Cumhurbaşkanı Sayın Erdoğan’ın, Ayasofya’nın adının müze değil, camii olarak değiştirilip girişin Sultanahmet gibi ücretsiz olabileceğinden bahsetmesi büyük bir heyecan uyandırdı.

Ayasofya’nın fetihle elde ettiği konumu değiştirenler hakkında, Fatih Sultan Mehmed’in bedduasının da bu vesileyle gündeme gelmesi önemliydi.

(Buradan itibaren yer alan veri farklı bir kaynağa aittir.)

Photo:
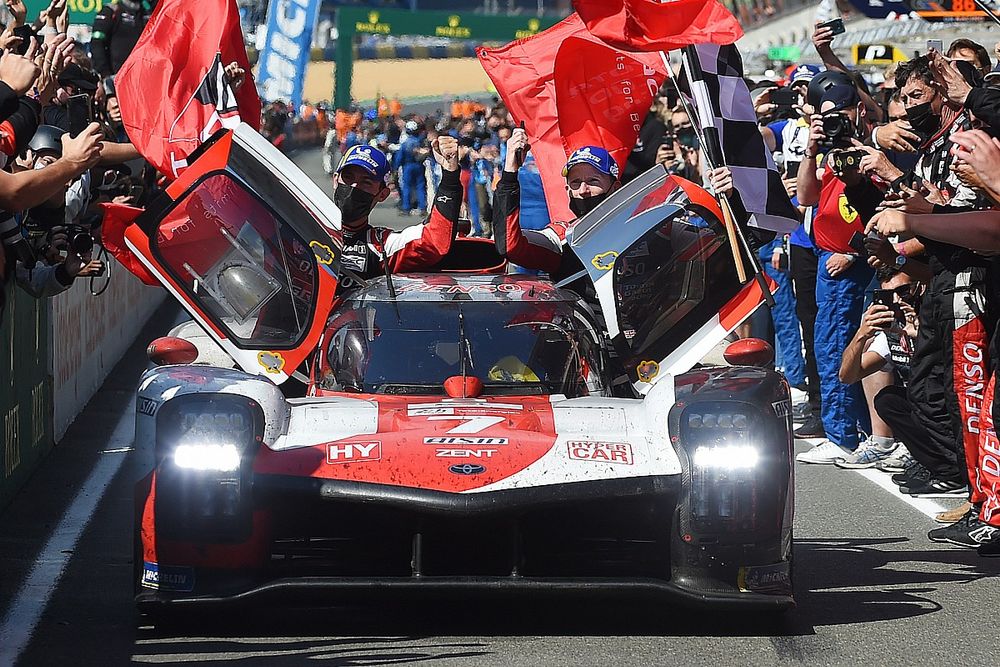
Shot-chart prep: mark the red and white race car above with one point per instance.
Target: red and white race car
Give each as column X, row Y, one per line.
column 453, row 431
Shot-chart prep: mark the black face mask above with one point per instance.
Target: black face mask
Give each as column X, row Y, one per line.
column 582, row 207
column 354, row 203
column 923, row 120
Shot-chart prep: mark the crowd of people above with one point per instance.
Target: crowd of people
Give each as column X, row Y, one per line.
column 887, row 292
column 63, row 147
column 887, row 309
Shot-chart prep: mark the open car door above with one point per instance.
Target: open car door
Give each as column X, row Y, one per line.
column 660, row 260
column 251, row 247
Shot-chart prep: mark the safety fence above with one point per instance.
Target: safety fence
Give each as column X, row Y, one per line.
column 56, row 354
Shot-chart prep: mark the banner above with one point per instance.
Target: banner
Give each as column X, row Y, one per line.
column 283, row 60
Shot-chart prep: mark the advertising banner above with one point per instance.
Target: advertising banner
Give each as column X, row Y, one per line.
column 283, row 60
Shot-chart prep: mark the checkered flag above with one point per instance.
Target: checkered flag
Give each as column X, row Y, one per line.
column 726, row 115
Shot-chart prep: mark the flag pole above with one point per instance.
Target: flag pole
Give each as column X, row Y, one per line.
column 704, row 124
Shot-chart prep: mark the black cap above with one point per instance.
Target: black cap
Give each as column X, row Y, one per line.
column 83, row 79
column 47, row 139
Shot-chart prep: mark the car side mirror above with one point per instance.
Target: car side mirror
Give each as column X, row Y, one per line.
column 749, row 352
column 171, row 350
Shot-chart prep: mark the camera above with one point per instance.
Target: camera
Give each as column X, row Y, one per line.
column 838, row 129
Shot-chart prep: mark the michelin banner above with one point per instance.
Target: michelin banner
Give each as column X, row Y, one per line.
column 283, row 60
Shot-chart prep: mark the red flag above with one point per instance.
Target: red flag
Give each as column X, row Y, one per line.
column 117, row 217
column 572, row 90
column 172, row 91
column 650, row 25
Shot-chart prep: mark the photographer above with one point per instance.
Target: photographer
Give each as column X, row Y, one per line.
column 844, row 202
column 879, row 357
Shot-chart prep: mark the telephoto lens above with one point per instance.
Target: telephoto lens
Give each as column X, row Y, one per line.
column 10, row 234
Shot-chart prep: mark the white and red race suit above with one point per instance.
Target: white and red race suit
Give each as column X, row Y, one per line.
column 416, row 248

Çünkü o bedduada adeta beş yüz yıl öncesinden bugün olanlar, görülmüş gibi bahsediliyor ve şöyle bitiriliyor: “Allah'ın, meleklerin ve bütün insanların la'neti üzerlerine olsun. Ebediyen Cehennemde kalsınlar, onların azapları asla hafifletilmesin ve onlara ebediyen merhamet olunmasın. Kim bunları duyup gördükten sonra değiştirirse, vebali ve günahı bunu değiştirenlerin üzerine olsun. Hiç şüphe yok ki, Allah her şeyi işitir ve her şeyi bilir."

Fetih kavramının İslam’a ve insanlığa faydayı anlatan tüm türevleri her zaman kitleleri coşturmuştur.

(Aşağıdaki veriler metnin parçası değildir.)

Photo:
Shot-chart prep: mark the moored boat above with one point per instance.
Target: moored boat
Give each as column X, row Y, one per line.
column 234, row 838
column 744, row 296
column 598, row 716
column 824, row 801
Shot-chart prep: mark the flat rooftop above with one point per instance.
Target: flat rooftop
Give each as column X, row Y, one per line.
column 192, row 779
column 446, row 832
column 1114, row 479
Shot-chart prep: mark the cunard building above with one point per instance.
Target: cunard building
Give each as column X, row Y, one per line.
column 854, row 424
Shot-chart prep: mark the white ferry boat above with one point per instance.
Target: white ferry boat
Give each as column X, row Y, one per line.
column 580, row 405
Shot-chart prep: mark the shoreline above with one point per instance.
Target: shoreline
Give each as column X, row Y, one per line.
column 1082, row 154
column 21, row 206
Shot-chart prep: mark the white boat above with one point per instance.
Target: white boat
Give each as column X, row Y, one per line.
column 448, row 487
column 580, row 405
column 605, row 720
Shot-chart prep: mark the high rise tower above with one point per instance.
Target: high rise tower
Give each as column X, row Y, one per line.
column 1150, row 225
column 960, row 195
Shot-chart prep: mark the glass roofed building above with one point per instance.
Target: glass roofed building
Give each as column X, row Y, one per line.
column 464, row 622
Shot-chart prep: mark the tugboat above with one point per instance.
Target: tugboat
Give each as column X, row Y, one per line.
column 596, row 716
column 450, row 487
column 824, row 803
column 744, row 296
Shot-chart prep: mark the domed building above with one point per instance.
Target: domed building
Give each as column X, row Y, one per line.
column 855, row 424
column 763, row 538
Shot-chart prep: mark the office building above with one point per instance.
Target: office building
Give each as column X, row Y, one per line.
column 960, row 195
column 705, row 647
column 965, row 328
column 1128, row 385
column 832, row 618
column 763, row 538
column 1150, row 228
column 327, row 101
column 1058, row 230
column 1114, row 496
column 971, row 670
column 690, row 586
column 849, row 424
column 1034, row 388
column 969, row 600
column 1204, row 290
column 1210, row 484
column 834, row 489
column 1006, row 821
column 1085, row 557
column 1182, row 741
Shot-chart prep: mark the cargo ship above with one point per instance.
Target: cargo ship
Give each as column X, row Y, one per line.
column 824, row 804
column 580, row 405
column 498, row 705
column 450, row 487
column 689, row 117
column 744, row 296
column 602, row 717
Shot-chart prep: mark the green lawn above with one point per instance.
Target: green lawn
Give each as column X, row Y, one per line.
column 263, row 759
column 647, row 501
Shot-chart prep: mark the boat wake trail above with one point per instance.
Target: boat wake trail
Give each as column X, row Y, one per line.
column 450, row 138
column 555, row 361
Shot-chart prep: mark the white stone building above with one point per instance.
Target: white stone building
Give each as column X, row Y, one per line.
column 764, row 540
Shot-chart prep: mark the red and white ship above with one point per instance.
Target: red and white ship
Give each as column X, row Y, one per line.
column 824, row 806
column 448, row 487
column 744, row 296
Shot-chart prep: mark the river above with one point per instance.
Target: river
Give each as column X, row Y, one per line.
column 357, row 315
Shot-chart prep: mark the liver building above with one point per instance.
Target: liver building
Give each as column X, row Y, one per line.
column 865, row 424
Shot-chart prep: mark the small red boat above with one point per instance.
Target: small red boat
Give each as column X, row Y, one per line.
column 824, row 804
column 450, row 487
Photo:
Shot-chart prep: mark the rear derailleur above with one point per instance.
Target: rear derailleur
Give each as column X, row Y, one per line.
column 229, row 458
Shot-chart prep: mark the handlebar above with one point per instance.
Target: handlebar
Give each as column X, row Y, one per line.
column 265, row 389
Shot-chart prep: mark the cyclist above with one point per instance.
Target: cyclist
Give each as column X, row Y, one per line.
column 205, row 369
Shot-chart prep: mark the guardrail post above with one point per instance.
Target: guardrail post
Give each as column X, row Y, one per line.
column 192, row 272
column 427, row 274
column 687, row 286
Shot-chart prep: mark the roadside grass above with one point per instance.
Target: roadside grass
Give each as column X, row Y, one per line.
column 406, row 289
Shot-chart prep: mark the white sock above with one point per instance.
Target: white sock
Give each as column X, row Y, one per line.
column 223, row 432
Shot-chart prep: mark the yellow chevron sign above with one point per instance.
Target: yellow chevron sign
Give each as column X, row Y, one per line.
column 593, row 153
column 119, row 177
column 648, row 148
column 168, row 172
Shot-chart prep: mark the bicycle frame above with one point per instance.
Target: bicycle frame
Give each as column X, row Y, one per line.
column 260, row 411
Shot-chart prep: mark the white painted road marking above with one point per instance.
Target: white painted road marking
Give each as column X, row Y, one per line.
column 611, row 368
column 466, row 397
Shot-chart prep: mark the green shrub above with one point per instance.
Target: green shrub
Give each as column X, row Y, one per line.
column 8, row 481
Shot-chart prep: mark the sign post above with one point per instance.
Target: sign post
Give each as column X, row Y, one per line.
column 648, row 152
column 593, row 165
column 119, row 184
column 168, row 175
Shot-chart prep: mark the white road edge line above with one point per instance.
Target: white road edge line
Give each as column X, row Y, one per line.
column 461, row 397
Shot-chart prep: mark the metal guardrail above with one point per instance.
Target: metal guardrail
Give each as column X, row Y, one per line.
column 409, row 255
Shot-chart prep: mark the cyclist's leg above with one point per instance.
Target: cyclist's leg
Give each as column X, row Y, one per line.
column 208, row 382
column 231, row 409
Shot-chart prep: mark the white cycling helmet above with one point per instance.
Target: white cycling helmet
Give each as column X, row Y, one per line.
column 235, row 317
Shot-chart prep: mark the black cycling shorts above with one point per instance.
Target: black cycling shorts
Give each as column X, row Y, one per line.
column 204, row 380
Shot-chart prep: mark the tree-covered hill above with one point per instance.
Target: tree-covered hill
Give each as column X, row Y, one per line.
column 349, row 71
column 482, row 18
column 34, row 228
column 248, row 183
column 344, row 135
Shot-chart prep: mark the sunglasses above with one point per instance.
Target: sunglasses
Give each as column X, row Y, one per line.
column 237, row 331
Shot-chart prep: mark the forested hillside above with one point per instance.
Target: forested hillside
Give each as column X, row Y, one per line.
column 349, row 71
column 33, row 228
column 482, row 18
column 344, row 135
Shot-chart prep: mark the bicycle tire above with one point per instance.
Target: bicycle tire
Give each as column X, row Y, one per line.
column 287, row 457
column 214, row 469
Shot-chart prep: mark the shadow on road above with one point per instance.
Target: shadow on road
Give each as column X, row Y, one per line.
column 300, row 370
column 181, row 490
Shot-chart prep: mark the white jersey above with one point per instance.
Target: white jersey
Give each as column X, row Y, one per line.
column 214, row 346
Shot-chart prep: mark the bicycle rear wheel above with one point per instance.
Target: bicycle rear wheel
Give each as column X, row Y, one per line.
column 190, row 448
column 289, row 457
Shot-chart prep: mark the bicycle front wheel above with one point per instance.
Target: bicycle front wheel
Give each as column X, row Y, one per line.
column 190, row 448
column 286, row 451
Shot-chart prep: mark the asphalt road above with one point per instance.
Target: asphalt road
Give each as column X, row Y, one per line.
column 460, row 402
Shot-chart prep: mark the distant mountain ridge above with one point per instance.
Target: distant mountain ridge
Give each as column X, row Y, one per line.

Haliyle kazanma derdinde olanların da seçim vaatlerinde en çok kullanacakları kelimelerden biri “açmak” tır.

‘Sorun oluşturan engelleri açacağız’, ‘rahatlatıcı ve ülke insanının huzuruna, kalkınmasına ve maddi manevi ilerlemesine katkı sağlayacak projeler açacağız’, ‘geçmişten geleceğe, buradan oraya kapatılmış kapıları, yıkılmış gönül köprülerini açacağız’ diyenler oyları alacaktır.

Peki, isimleri yakın tarihte hep kapatmayla anılan geleneğin temsilcilerinin, “açma” vaatleri ne kadar samimidir?

Dün camileri kapatanlar, depoya, ahıra çevirenler, satanlar, yıkanlar, bugün neyi açacaklar?

18 yıl boyunca ezanın aslını tağyir edip, Bilal’i susturur gibi, minarelerden imanlı sinelere kahır dökenler, ve daha üç hafta öncesinde olduğu gibi buldukları her fırsatta ezana dil uzatanlar, el’an hangi ıtrî bülende nağme olacaklar?

Medreselerin, Kur’an Kurslarının ve İmam Hatip Okullarının kapısına şöyle ya da böyle kilit vurmuş olanlar bugün kimin hayrına neyi açacaklar?

Alimleri darağaçlarında idam etmekle kalmayıp, mezarlarını da meçhul mekanlarda saklayarak eziyete devam edenler ve İslam tarihinin aziz mirasına ilişerek bir medeniyetin ziyasını söndürenler bugün hangi ışığı açacaklar, neyi yeşertecekler?

Kuran alfabesini yasaklayarak yüz yıl öncesinin bütün yazılı müktesebatını bugünkü nesillere kapatan zihniyet, içinde “açacağız” geçen sözlerine, nasıl inandıracaklar?

Ve ikide bir, zulümden kaçıp bu ülkeye sığınan mazlum muhacirlere memleketin kapılarını kapatmaktan bahsedenler, ülkenin yerli insanına hangi fazileti, erdemi ve fedakârlığı açacaklar?

Kapılarını LGBT gibi bilumum iffet namus fukaralarına, fıtrat muarızlarına açanlar, halkın ahlakı, şahsiyeti ve haysiyeti için nasıl temiz bir fasıl açacaklar?

Evet, bu bir yerel seçim. Belki ifade edildiği biçimiyle abartılı mottolara gerek yok. Ancak şu güzel diyar üzerindeki birliğe, dirliğe, umut bahşeden geleceğe kimseciklerin kastı ve kötü niyeti yok demek de fazla iyimserlik olur.

Mevcut kazanımların içine dahi ur gibi yerleşerek oradan, İslami hassasiyetlere, bir takım hak ve hukuka taarruzda bulunanları atlamak da cabası.

Şimdi seçim vaatlerine ve oy isteyenlere bir daha göz atma vakti. Bir kriter, kimlerin geçmişte neyi açıp neyi kapattıkları olsun ve neyi açıp kapama ihtimalleri..

Ve dileğimiz de bu olsun: Sandıklar inşallah hayra ve iyiliğe açılır.